- The starting parameter values (adapted from Klein et al (2002), PNAS 99: 7542-47) should be as follows:
- Transition probabilities a_ij are a_11 = .999, a_12 = .001, a_21 = .01, a_22 = .99
- Initiation probabilities for each state (i.e. the transition probabilities from the 'begin' state into state 1 or 2) should be .996 for state 1, and .004 for state 2
- Emission probabilities are
- e_A = e_T = .30, e_G = e_C = .20 for state 1;
- e_A = e_T = .15, e_G = e_C = .35 for state 2.
- Use EM (Baum-Welch) training as described in class to find improved parameter estimates. You should not hold any parameter values fixed or set to be equivalent -- allow all of them to change with each iteration.

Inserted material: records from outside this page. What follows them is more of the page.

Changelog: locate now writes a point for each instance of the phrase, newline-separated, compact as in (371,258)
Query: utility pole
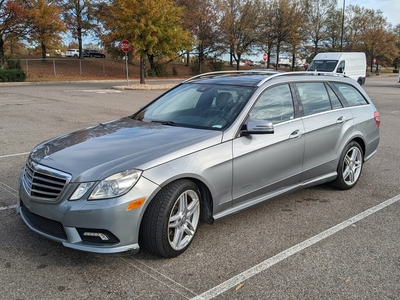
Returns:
(341,36)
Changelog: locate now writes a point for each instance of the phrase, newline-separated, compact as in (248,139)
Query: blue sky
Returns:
(390,8)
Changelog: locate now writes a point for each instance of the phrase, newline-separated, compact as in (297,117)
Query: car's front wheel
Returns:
(171,219)
(350,167)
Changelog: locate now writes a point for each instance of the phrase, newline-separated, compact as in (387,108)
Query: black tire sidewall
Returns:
(339,182)
(154,229)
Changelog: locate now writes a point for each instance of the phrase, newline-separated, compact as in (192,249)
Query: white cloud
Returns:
(390,8)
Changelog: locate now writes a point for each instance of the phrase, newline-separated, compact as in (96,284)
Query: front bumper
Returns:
(101,226)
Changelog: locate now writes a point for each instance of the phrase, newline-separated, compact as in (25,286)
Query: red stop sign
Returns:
(125,46)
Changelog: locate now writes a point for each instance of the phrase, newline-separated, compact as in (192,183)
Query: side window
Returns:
(336,104)
(274,104)
(314,97)
(350,94)
(340,68)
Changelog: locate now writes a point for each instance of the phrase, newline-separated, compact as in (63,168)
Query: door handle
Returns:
(340,120)
(296,134)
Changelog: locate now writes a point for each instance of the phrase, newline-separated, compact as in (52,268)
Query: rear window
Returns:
(352,96)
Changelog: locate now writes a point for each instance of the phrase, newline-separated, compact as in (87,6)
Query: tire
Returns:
(171,219)
(350,167)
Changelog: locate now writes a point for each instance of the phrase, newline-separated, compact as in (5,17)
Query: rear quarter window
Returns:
(352,96)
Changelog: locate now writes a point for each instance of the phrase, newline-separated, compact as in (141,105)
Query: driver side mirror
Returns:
(256,126)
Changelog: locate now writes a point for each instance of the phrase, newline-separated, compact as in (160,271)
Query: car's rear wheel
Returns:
(350,167)
(171,219)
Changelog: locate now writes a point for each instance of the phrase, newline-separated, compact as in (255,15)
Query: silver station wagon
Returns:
(214,145)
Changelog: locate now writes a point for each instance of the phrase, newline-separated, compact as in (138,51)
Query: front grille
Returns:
(43,182)
(43,224)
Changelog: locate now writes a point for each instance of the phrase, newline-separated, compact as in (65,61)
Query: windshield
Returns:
(322,65)
(197,105)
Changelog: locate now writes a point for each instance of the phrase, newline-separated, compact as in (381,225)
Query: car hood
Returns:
(99,151)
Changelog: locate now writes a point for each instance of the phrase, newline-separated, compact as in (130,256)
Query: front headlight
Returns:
(115,185)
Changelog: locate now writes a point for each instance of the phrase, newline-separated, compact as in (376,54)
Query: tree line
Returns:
(204,30)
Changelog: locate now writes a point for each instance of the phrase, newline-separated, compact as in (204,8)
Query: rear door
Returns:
(326,125)
(264,163)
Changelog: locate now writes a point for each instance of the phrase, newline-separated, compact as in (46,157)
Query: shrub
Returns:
(13,64)
(216,65)
(159,70)
(12,75)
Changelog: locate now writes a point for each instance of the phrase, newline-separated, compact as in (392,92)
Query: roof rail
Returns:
(304,73)
(215,74)
(272,74)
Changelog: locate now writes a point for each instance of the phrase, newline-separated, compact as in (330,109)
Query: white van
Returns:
(351,64)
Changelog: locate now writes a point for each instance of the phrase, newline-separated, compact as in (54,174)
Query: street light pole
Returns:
(341,36)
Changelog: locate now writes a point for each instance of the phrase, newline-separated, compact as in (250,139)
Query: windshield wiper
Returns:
(169,123)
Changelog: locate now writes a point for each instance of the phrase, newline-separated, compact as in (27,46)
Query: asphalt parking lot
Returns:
(318,243)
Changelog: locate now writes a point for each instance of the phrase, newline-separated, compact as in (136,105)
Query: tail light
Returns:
(377,119)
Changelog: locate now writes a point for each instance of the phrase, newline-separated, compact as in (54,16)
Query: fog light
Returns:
(97,234)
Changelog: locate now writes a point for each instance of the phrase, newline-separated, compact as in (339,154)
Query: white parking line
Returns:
(240,278)
(16,154)
(8,207)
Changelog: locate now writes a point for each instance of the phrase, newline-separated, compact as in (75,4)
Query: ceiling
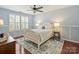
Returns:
(25,8)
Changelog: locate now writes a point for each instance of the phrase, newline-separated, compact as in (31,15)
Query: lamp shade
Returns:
(1,22)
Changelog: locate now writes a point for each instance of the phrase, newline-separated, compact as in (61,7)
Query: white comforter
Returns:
(38,36)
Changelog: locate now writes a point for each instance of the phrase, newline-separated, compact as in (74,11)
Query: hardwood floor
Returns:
(70,48)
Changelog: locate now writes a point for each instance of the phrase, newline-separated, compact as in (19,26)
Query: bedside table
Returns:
(8,47)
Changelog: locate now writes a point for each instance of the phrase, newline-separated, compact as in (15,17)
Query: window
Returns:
(17,22)
(24,22)
(11,22)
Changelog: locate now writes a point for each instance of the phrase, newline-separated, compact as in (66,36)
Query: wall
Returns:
(4,13)
(69,16)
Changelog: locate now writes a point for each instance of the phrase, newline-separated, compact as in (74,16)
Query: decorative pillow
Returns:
(32,36)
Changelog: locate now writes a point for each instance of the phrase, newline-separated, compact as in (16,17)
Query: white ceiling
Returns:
(25,8)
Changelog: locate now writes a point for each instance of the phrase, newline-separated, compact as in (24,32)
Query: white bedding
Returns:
(38,36)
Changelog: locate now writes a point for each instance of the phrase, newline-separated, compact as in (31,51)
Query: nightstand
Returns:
(8,47)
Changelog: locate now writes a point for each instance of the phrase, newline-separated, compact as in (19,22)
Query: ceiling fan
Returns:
(36,8)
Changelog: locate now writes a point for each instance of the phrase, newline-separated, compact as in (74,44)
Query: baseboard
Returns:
(72,41)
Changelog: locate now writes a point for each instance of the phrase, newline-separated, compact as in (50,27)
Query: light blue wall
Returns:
(69,15)
(4,13)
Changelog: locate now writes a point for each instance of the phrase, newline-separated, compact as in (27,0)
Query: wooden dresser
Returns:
(8,47)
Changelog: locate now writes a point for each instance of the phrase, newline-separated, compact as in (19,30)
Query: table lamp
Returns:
(1,22)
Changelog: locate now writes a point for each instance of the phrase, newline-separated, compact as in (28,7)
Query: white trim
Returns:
(72,41)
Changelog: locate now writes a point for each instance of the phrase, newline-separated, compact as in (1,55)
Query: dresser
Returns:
(8,47)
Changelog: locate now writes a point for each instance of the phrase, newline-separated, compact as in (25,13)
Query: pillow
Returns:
(32,36)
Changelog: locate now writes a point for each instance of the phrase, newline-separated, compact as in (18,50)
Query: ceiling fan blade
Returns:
(34,6)
(39,7)
(29,10)
(39,10)
(34,11)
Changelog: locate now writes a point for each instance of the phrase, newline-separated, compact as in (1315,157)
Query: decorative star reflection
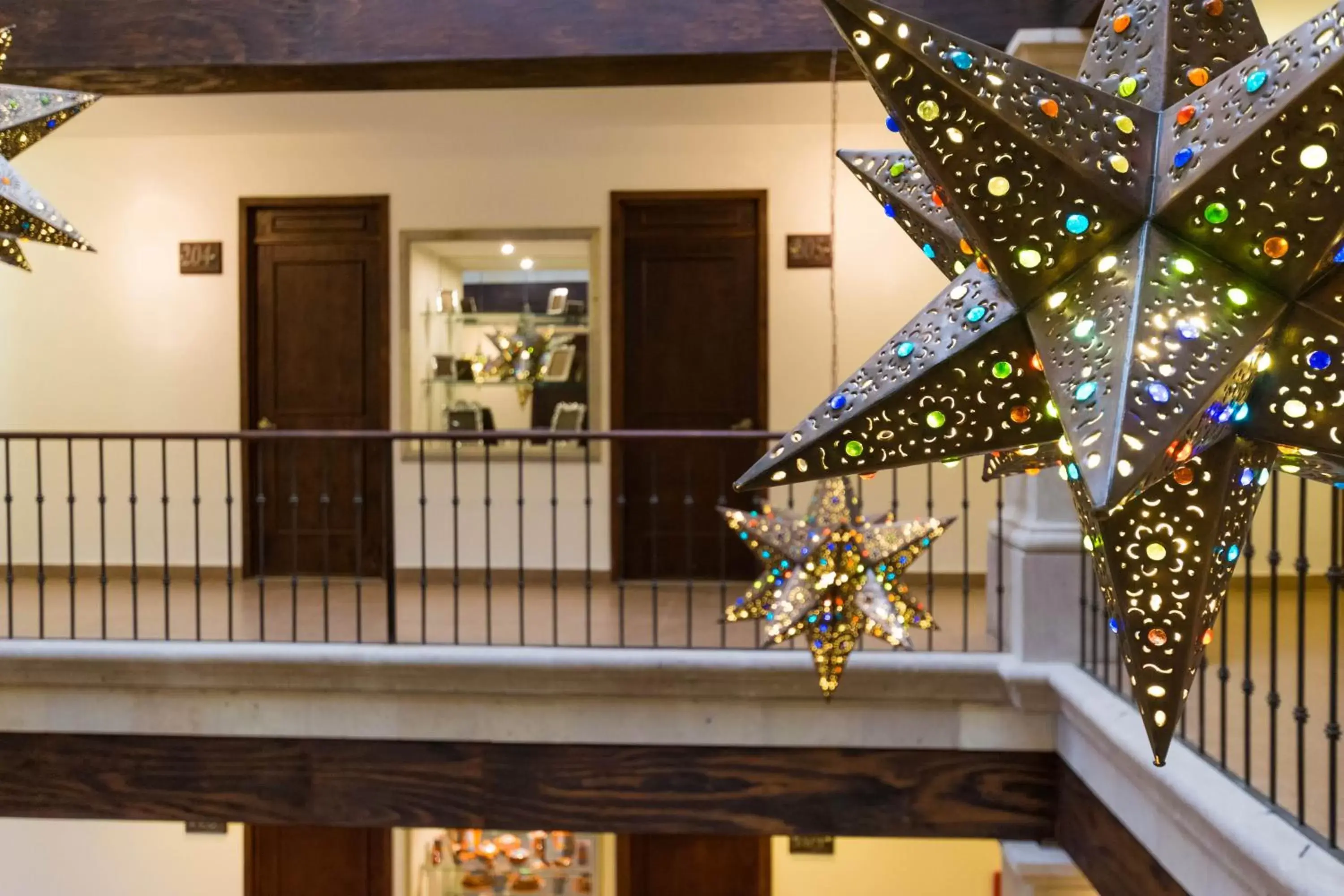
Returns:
(832,577)
(27,115)
(1148,273)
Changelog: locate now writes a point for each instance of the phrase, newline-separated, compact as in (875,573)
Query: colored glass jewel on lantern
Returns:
(1314,156)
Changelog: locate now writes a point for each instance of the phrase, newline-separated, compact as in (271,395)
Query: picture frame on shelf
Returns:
(569,417)
(561,366)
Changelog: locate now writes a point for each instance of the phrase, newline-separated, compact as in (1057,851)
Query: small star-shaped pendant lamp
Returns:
(1148,288)
(832,577)
(27,115)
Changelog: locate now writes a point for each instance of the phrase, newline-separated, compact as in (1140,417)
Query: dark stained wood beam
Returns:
(713,790)
(1103,848)
(221,46)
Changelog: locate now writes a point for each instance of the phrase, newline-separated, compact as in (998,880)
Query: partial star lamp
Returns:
(832,577)
(27,115)
(1147,292)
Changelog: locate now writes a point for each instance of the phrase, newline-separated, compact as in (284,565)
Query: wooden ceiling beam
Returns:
(230,46)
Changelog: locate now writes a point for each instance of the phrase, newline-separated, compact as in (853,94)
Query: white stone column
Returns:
(1033,870)
(1042,570)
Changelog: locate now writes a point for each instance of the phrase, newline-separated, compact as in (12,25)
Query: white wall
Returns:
(42,857)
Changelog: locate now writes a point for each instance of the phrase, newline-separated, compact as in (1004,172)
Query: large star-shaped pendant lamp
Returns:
(832,577)
(1147,272)
(27,115)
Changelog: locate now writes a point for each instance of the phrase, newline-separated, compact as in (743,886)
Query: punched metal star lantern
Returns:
(27,115)
(1148,281)
(832,577)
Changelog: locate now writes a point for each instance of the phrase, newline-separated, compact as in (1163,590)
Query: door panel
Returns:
(675,866)
(319,862)
(691,303)
(318,361)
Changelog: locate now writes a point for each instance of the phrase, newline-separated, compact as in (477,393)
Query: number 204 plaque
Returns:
(201,258)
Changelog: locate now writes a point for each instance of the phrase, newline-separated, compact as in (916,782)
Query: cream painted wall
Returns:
(120,342)
(886,867)
(117,859)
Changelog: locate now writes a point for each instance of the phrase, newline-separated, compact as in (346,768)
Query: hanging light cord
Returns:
(831,162)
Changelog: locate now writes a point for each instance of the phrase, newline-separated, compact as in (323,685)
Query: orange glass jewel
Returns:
(1276,246)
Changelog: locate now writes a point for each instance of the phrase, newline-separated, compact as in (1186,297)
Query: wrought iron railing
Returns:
(1279,637)
(534,538)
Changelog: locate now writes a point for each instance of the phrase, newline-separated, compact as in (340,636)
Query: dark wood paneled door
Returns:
(316,322)
(690,354)
(675,866)
(318,862)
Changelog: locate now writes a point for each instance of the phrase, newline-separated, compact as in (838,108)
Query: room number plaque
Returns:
(202,258)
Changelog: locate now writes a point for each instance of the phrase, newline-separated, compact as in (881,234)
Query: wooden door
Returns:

- In each iteration, compute:
- the log-likelihood (to the base e, i.e., the natural log) of the sequence.
- new initiation probabilities to be used in the next iteration.
- new transition probabilities to be used in the next iteration.
- new emission probabilities to be used in the next iteration.
Run the program until the increase in log-likelihood between successive iterations becomes less than 0.1. You should check that the log-likelihood increases with each iteration -- if it doesn't, something is wrong with your program. My program took less than 250 iterations to converge.